I can't recall the site that did it, but I do know that I enjoyed the reviews there because they took that "pull out your wallet" idea a little bit further. Instead of giving a score in the "arbitrary value out of arbitrary value" format, each review gave a "how much would I pay for this" monetary value. In effect, the review scores told the reader how deeply they'd have to find the game in a bargain bin before a purchase was justified.

So that's an interesting method, albeit an inelegant and also rather arbitrary one. It doesn't really solve any of the issues inherent in the other scoring methods, though it does make the writer's stance on the game's value much more clear.

The current industrywide scoring standard strikes me as rather dumb and pointless. I always appreciated how Computer Gaming World used to do it (so of course by now they've caved in... sigh): 1-to-5-star rating, with half-stars in between included. 1 was the worst of the worst, 2 was highly mediocre, 3 was perfectly average, 4 was pretty darn good, and 5 was the best of the best. Simple, sensible, balanced, easy for both readers and reviewers to understand. None of this meaningless 8.8-versus-8.9 crap.

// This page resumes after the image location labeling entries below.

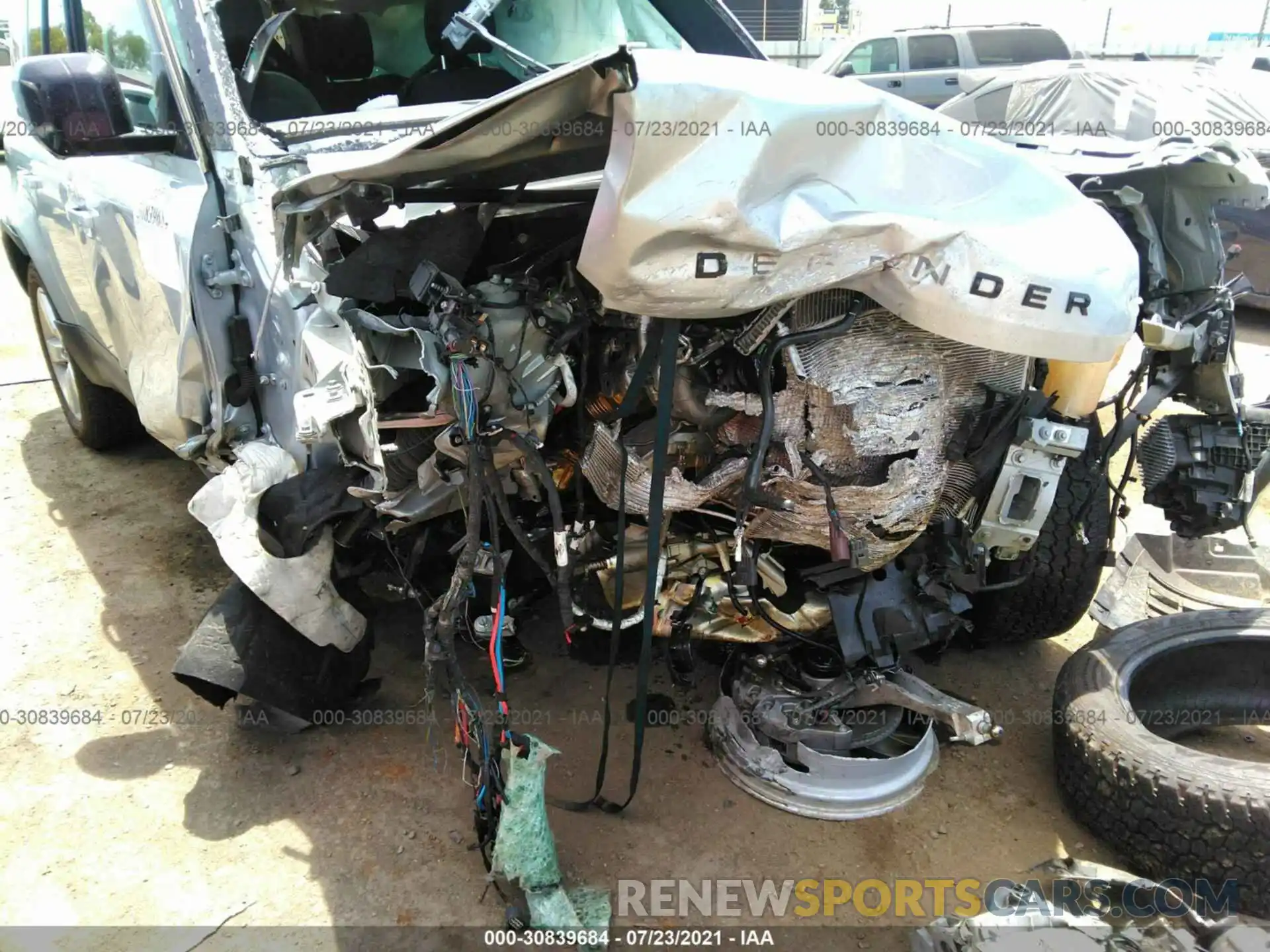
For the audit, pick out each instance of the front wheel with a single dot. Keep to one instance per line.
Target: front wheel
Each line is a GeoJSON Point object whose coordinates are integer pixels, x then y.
{"type": "Point", "coordinates": [1061, 573]}
{"type": "Point", "coordinates": [99, 418]}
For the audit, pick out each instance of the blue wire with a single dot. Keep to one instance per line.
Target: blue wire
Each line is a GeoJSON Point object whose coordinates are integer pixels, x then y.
{"type": "Point", "coordinates": [498, 634]}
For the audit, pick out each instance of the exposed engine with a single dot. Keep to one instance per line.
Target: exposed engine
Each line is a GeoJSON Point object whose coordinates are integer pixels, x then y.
{"type": "Point", "coordinates": [833, 485]}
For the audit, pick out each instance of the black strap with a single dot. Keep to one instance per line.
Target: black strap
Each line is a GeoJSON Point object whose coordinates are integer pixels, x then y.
{"type": "Point", "coordinates": [661, 347]}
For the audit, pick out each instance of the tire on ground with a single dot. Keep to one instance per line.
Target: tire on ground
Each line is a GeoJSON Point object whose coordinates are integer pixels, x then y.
{"type": "Point", "coordinates": [106, 419]}
{"type": "Point", "coordinates": [1062, 569]}
{"type": "Point", "coordinates": [1169, 810]}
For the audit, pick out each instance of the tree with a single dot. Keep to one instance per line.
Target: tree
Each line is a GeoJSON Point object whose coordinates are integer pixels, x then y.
{"type": "Point", "coordinates": [127, 51]}
{"type": "Point", "coordinates": [56, 41]}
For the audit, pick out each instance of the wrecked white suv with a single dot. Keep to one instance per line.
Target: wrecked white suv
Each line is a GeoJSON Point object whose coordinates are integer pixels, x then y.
{"type": "Point", "coordinates": [476, 303]}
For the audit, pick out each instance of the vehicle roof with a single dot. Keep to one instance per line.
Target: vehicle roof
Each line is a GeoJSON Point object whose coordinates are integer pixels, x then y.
{"type": "Point", "coordinates": [972, 26]}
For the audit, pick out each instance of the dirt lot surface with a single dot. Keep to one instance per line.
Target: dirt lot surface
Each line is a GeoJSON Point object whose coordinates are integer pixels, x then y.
{"type": "Point", "coordinates": [161, 810]}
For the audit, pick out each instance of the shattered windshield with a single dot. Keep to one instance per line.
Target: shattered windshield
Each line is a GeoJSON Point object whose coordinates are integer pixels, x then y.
{"type": "Point", "coordinates": [339, 56]}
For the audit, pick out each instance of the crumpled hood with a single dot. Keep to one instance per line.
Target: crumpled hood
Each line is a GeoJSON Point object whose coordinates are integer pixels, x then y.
{"type": "Point", "coordinates": [733, 184]}
{"type": "Point", "coordinates": [502, 131]}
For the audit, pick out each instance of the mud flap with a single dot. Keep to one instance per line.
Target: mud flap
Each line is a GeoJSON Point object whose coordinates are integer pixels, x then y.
{"type": "Point", "coordinates": [1159, 575]}
{"type": "Point", "coordinates": [243, 647]}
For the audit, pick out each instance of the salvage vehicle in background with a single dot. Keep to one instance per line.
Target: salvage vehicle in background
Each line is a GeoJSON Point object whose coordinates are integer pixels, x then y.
{"type": "Point", "coordinates": [1159, 145]}
{"type": "Point", "coordinates": [1068, 113]}
{"type": "Point", "coordinates": [539, 325]}
{"type": "Point", "coordinates": [925, 63]}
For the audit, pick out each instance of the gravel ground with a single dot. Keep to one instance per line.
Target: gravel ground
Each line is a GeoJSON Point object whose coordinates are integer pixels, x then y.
{"type": "Point", "coordinates": [164, 811]}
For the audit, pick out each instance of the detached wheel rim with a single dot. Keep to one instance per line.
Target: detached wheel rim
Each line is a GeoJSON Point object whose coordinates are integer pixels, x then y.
{"type": "Point", "coordinates": [59, 361]}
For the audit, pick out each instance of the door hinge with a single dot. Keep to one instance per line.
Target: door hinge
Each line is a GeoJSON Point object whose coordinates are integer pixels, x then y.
{"type": "Point", "coordinates": [216, 281]}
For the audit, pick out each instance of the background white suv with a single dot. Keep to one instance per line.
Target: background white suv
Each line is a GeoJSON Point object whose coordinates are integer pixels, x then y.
{"type": "Point", "coordinates": [923, 63]}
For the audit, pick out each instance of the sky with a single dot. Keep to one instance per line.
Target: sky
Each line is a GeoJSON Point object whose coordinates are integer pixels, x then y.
{"type": "Point", "coordinates": [1134, 23]}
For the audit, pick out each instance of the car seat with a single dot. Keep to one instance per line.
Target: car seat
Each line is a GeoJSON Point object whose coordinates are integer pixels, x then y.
{"type": "Point", "coordinates": [452, 75]}
{"type": "Point", "coordinates": [339, 56]}
{"type": "Point", "coordinates": [280, 93]}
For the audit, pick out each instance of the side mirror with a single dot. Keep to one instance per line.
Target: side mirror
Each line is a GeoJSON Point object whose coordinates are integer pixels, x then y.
{"type": "Point", "coordinates": [73, 103]}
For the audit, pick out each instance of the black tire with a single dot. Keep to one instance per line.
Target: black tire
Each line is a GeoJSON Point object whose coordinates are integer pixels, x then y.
{"type": "Point", "coordinates": [1062, 569]}
{"type": "Point", "coordinates": [99, 418]}
{"type": "Point", "coordinates": [1169, 810]}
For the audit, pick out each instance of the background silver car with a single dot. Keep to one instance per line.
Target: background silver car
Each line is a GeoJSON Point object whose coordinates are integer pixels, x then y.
{"type": "Point", "coordinates": [1115, 110]}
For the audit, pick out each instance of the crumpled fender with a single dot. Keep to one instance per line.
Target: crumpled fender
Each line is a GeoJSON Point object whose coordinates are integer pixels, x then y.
{"type": "Point", "coordinates": [299, 589]}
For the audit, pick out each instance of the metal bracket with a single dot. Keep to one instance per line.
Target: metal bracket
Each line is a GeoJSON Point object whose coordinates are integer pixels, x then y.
{"type": "Point", "coordinates": [1024, 493]}
{"type": "Point", "coordinates": [216, 281]}
{"type": "Point", "coordinates": [969, 724]}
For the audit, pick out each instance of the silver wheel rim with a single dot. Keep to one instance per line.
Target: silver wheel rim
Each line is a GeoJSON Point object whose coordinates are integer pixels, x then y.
{"type": "Point", "coordinates": [59, 361]}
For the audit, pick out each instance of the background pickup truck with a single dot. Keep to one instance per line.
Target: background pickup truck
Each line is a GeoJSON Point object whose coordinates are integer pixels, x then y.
{"type": "Point", "coordinates": [923, 63]}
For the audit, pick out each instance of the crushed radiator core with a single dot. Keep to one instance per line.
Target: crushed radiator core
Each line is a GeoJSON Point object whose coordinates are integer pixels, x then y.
{"type": "Point", "coordinates": [875, 411]}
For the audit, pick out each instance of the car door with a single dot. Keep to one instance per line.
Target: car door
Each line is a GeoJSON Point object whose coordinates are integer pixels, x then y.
{"type": "Point", "coordinates": [143, 211]}
{"type": "Point", "coordinates": [45, 212]}
{"type": "Point", "coordinates": [931, 75]}
{"type": "Point", "coordinates": [876, 63]}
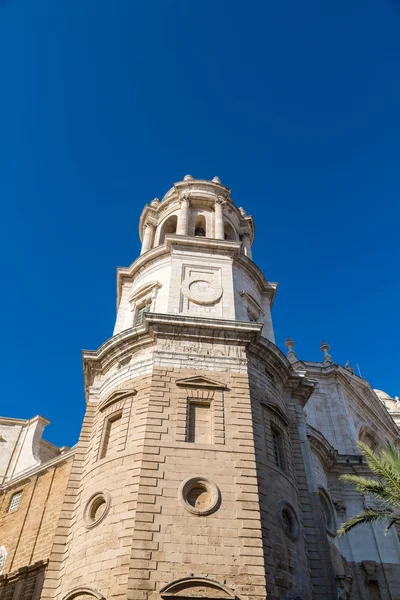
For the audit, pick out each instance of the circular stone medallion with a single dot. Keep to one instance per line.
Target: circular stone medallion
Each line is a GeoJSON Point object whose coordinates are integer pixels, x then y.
{"type": "Point", "coordinates": [199, 495]}
{"type": "Point", "coordinates": [201, 291]}
{"type": "Point", "coordinates": [96, 509]}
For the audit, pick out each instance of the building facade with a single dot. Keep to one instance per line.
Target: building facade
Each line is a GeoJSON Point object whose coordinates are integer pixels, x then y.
{"type": "Point", "coordinates": [208, 462]}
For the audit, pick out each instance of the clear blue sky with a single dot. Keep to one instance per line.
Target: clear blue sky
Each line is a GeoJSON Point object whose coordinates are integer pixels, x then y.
{"type": "Point", "coordinates": [103, 105]}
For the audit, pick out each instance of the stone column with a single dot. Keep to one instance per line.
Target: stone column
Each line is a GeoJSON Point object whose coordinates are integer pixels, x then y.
{"type": "Point", "coordinates": [246, 244]}
{"type": "Point", "coordinates": [183, 217]}
{"type": "Point", "coordinates": [148, 237]}
{"type": "Point", "coordinates": [219, 220]}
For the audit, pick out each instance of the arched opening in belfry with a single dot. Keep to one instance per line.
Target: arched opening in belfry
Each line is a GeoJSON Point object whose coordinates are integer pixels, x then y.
{"type": "Point", "coordinates": [229, 232]}
{"type": "Point", "coordinates": [200, 226]}
{"type": "Point", "coordinates": [168, 227]}
{"type": "Point", "coordinates": [367, 436]}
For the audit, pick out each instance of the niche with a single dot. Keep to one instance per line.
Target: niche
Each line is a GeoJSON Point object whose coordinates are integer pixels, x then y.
{"type": "Point", "coordinates": [229, 232]}
{"type": "Point", "coordinates": [168, 227]}
{"type": "Point", "coordinates": [200, 226]}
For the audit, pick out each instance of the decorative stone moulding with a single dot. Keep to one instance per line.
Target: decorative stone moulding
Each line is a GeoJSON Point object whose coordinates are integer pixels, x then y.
{"type": "Point", "coordinates": [288, 519]}
{"type": "Point", "coordinates": [201, 291]}
{"type": "Point", "coordinates": [96, 509]}
{"type": "Point", "coordinates": [196, 588]}
{"type": "Point", "coordinates": [83, 592]}
{"type": "Point", "coordinates": [199, 495]}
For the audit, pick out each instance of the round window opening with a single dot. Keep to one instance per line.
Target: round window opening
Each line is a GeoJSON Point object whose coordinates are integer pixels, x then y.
{"type": "Point", "coordinates": [96, 509]}
{"type": "Point", "coordinates": [199, 495]}
{"type": "Point", "coordinates": [289, 521]}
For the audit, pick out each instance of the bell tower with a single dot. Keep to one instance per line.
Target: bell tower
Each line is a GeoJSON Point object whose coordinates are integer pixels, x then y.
{"type": "Point", "coordinates": [185, 478]}
{"type": "Point", "coordinates": [195, 261]}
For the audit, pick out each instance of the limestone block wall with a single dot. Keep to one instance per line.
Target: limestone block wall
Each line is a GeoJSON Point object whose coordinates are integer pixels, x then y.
{"type": "Point", "coordinates": [92, 545]}
{"type": "Point", "coordinates": [285, 553]}
{"type": "Point", "coordinates": [22, 447]}
{"type": "Point", "coordinates": [328, 413]}
{"type": "Point", "coordinates": [170, 541]}
{"type": "Point", "coordinates": [147, 537]}
{"type": "Point", "coordinates": [27, 533]}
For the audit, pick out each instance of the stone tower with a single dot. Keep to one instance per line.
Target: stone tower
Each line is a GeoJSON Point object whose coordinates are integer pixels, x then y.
{"type": "Point", "coordinates": [191, 478]}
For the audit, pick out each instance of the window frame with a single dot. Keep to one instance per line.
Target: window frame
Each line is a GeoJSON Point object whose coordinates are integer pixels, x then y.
{"type": "Point", "coordinates": [3, 558]}
{"type": "Point", "coordinates": [12, 509]}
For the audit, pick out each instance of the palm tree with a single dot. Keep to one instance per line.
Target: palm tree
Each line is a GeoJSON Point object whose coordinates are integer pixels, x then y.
{"type": "Point", "coordinates": [385, 488]}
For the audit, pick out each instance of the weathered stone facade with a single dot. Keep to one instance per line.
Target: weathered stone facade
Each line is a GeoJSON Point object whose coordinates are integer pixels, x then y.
{"type": "Point", "coordinates": [208, 461]}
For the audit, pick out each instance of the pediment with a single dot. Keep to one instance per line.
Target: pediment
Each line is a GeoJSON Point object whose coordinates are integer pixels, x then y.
{"type": "Point", "coordinates": [196, 588]}
{"type": "Point", "coordinates": [116, 396]}
{"type": "Point", "coordinates": [277, 410]}
{"type": "Point", "coordinates": [144, 290]}
{"type": "Point", "coordinates": [201, 383]}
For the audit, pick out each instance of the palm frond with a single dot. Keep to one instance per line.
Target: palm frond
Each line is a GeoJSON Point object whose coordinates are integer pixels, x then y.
{"type": "Point", "coordinates": [395, 520]}
{"type": "Point", "coordinates": [377, 489]}
{"type": "Point", "coordinates": [368, 515]}
{"type": "Point", "coordinates": [383, 464]}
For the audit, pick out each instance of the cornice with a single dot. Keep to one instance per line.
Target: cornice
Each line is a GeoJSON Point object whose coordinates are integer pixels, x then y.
{"type": "Point", "coordinates": [156, 326]}
{"type": "Point", "coordinates": [26, 475]}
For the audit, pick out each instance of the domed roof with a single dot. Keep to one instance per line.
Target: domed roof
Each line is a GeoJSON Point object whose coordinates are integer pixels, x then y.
{"type": "Point", "coordinates": [382, 395]}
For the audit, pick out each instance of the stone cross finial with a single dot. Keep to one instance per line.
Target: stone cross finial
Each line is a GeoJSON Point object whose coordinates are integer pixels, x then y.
{"type": "Point", "coordinates": [291, 354]}
{"type": "Point", "coordinates": [327, 357]}
{"type": "Point", "coordinates": [348, 367]}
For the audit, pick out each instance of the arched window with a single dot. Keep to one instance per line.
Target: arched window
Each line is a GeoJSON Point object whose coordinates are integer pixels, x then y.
{"type": "Point", "coordinates": [327, 510]}
{"type": "Point", "coordinates": [200, 226]}
{"type": "Point", "coordinates": [278, 446]}
{"type": "Point", "coordinates": [275, 425]}
{"type": "Point", "coordinates": [3, 556]}
{"type": "Point", "coordinates": [168, 227]}
{"type": "Point", "coordinates": [368, 438]}
{"type": "Point", "coordinates": [230, 233]}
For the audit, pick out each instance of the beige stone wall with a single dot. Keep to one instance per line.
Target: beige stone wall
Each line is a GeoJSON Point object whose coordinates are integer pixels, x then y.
{"type": "Point", "coordinates": [28, 532]}
{"type": "Point", "coordinates": [147, 538]}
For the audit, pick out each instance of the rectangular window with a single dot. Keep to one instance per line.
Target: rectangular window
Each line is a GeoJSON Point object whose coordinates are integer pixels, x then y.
{"type": "Point", "coordinates": [278, 448]}
{"type": "Point", "coordinates": [112, 429]}
{"type": "Point", "coordinates": [141, 312]}
{"type": "Point", "coordinates": [199, 422]}
{"type": "Point", "coordinates": [15, 502]}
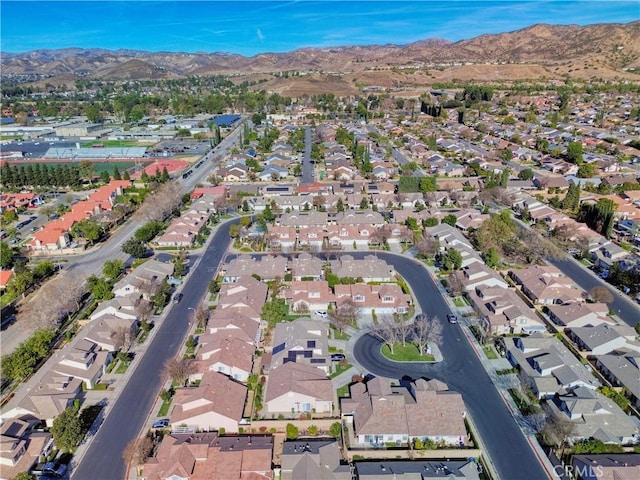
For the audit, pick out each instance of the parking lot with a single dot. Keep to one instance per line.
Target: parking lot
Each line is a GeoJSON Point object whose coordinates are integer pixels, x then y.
{"type": "Point", "coordinates": [186, 146]}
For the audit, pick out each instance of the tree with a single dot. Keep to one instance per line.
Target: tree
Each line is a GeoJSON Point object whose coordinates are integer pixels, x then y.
{"type": "Point", "coordinates": [112, 268]}
{"type": "Point", "coordinates": [346, 313]}
{"type": "Point", "coordinates": [427, 247]}
{"type": "Point", "coordinates": [574, 153]}
{"type": "Point", "coordinates": [275, 311]}
{"type": "Point", "coordinates": [104, 177]}
{"type": "Point", "coordinates": [6, 255]}
{"type": "Point", "coordinates": [180, 369]}
{"type": "Point", "coordinates": [450, 219]}
{"type": "Point", "coordinates": [426, 331]}
{"type": "Point", "coordinates": [386, 331]}
{"type": "Point", "coordinates": [452, 259]}
{"type": "Point", "coordinates": [491, 258]}
{"type": "Point", "coordinates": [292, 431]}
{"type": "Point", "coordinates": [526, 174]}
{"type": "Point", "coordinates": [148, 231]}
{"type": "Point", "coordinates": [601, 294]}
{"type": "Point", "coordinates": [571, 200]}
{"type": "Point", "coordinates": [25, 476]}
{"type": "Point", "coordinates": [67, 430]}
{"type": "Point", "coordinates": [455, 285]}
{"type": "Point", "coordinates": [335, 429]}
{"type": "Point", "coordinates": [587, 170]}
{"type": "Point", "coordinates": [88, 228]}
{"type": "Point", "coordinates": [134, 247]}
{"type": "Point", "coordinates": [201, 316]}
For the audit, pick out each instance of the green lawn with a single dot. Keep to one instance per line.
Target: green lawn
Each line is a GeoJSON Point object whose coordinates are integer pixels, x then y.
{"type": "Point", "coordinates": [490, 353]}
{"type": "Point", "coordinates": [164, 409]}
{"type": "Point", "coordinates": [122, 367]}
{"type": "Point", "coordinates": [458, 302]}
{"type": "Point", "coordinates": [406, 353]}
{"type": "Point", "coordinates": [339, 368]}
{"type": "Point", "coordinates": [343, 391]}
{"type": "Point", "coordinates": [99, 167]}
{"type": "Point", "coordinates": [113, 143]}
{"type": "Point", "coordinates": [337, 335]}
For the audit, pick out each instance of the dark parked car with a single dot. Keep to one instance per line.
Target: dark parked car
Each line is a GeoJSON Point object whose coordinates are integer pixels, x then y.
{"type": "Point", "coordinates": [162, 423]}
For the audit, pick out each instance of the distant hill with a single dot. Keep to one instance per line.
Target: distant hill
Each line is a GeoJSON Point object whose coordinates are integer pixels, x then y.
{"type": "Point", "coordinates": [603, 51]}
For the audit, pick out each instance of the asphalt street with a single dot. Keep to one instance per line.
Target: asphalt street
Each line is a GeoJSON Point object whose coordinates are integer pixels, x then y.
{"type": "Point", "coordinates": [307, 166]}
{"type": "Point", "coordinates": [103, 459]}
{"type": "Point", "coordinates": [461, 369]}
{"type": "Point", "coordinates": [624, 307]}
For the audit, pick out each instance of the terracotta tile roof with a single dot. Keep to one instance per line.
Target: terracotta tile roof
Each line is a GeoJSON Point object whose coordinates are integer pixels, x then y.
{"type": "Point", "coordinates": [5, 276]}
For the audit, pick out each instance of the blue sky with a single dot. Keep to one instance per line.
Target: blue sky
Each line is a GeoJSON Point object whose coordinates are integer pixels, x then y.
{"type": "Point", "coordinates": [252, 27]}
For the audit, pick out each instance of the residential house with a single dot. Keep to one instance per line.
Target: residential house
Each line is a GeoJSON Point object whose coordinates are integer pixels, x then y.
{"type": "Point", "coordinates": [477, 274]}
{"type": "Point", "coordinates": [85, 361]}
{"type": "Point", "coordinates": [546, 365]}
{"type": "Point", "coordinates": [5, 276]}
{"type": "Point", "coordinates": [313, 459]}
{"type": "Point", "coordinates": [580, 314]}
{"type": "Point", "coordinates": [265, 267]}
{"type": "Point", "coordinates": [273, 173]}
{"type": "Point", "coordinates": [225, 353]}
{"type": "Point", "coordinates": [218, 402]}
{"type": "Point", "coordinates": [360, 217]}
{"type": "Point", "coordinates": [111, 333]}
{"type": "Point", "coordinates": [144, 280]}
{"type": "Point", "coordinates": [246, 292]}
{"type": "Point", "coordinates": [47, 399]}
{"type": "Point", "coordinates": [303, 219]}
{"type": "Point", "coordinates": [603, 339]}
{"type": "Point", "coordinates": [369, 269]}
{"type": "Point", "coordinates": [294, 388]}
{"type": "Point", "coordinates": [608, 254]}
{"type": "Point", "coordinates": [307, 295]}
{"type": "Point", "coordinates": [380, 414]}
{"type": "Point", "coordinates": [622, 370]}
{"type": "Point", "coordinates": [594, 416]}
{"type": "Point", "coordinates": [547, 285]}
{"type": "Point", "coordinates": [502, 311]}
{"type": "Point", "coordinates": [312, 238]}
{"type": "Point", "coordinates": [385, 299]}
{"type": "Point", "coordinates": [302, 341]}
{"type": "Point", "coordinates": [198, 456]}
{"type": "Point", "coordinates": [21, 447]}
{"type": "Point", "coordinates": [234, 173]}
{"type": "Point", "coordinates": [235, 321]}
{"type": "Point", "coordinates": [283, 238]}
{"type": "Point", "coordinates": [306, 266]}
{"type": "Point", "coordinates": [609, 466]}
{"type": "Point", "coordinates": [416, 469]}
{"type": "Point", "coordinates": [121, 307]}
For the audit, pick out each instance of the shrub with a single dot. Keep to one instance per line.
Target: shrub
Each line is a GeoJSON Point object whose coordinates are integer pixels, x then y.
{"type": "Point", "coordinates": [292, 431]}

kinda like my idea of a 1-3 review score system i came up with long ago.
1 - avoid
3 - play it
2 - make up your own damn mind. based on the accompanying review text, of course. it also serves as a catch all for games that may not appeal to everyone but has value to fans of the genre/style/whatever.
the excellence of games is subjective so there's not real point in having such a fine scale.

I always liked the binary review model (with a possible third "rent" or "for fans" option). If I were to ever do any reviewing, this is the method that I've thought I would use.

I agree that rating to the tenth is crap. I suppose that this is used to distinguish which is better between similar or cross-platform games or some nonsense, but if a reader is seriously that interested in which is better, they'd just read the review to find out which and why instead of just looking at the number.

Reading reviews.. it's a lost art.

Take a page from French encyclopedist Denis Diderot and the way he used to review art in the 1800s: use words. Make the review entertaining and educational. Discuss how the work links to broader issues, trends and criticism. Answer three questions: "how did the game make me feel?", "is this game fun to play?", and "is this game a piece of crap?"

The "objective" review systems are basically just consumer reports responding to the early days when most games were, in fact, pieces of crap, and when the primary function of a review was to warn you away from that crap. The internet has replaced the "crap" warning by providing screen shots and gamepaly videos galore. Accordingly criticism itself should change to fit the times.

I wish the whole number scale for game rating was eradicated and in it's place, we would get well written, informative reviews. A summary of pros and cons could be added at the end of the review if one is too lazy to read through it. That way, it would be up to the reader to determine an appropriate numerical rating if they really needed to see things in percentages and fractions.

...this will never happen. :/

I wish Gamerankings would calculate scores to a source baseline. I.E., find out what the average for all the scores on file for EGM, find the difference between that score and 5, and then correct all the scores so they're distributed across the entire spectrum. The math would be a little more complicated than that, but I'm rusty on my stats lingo. Is 'normalizing' the word I'm thinking of? Anyway, it'd be interesting to see the results.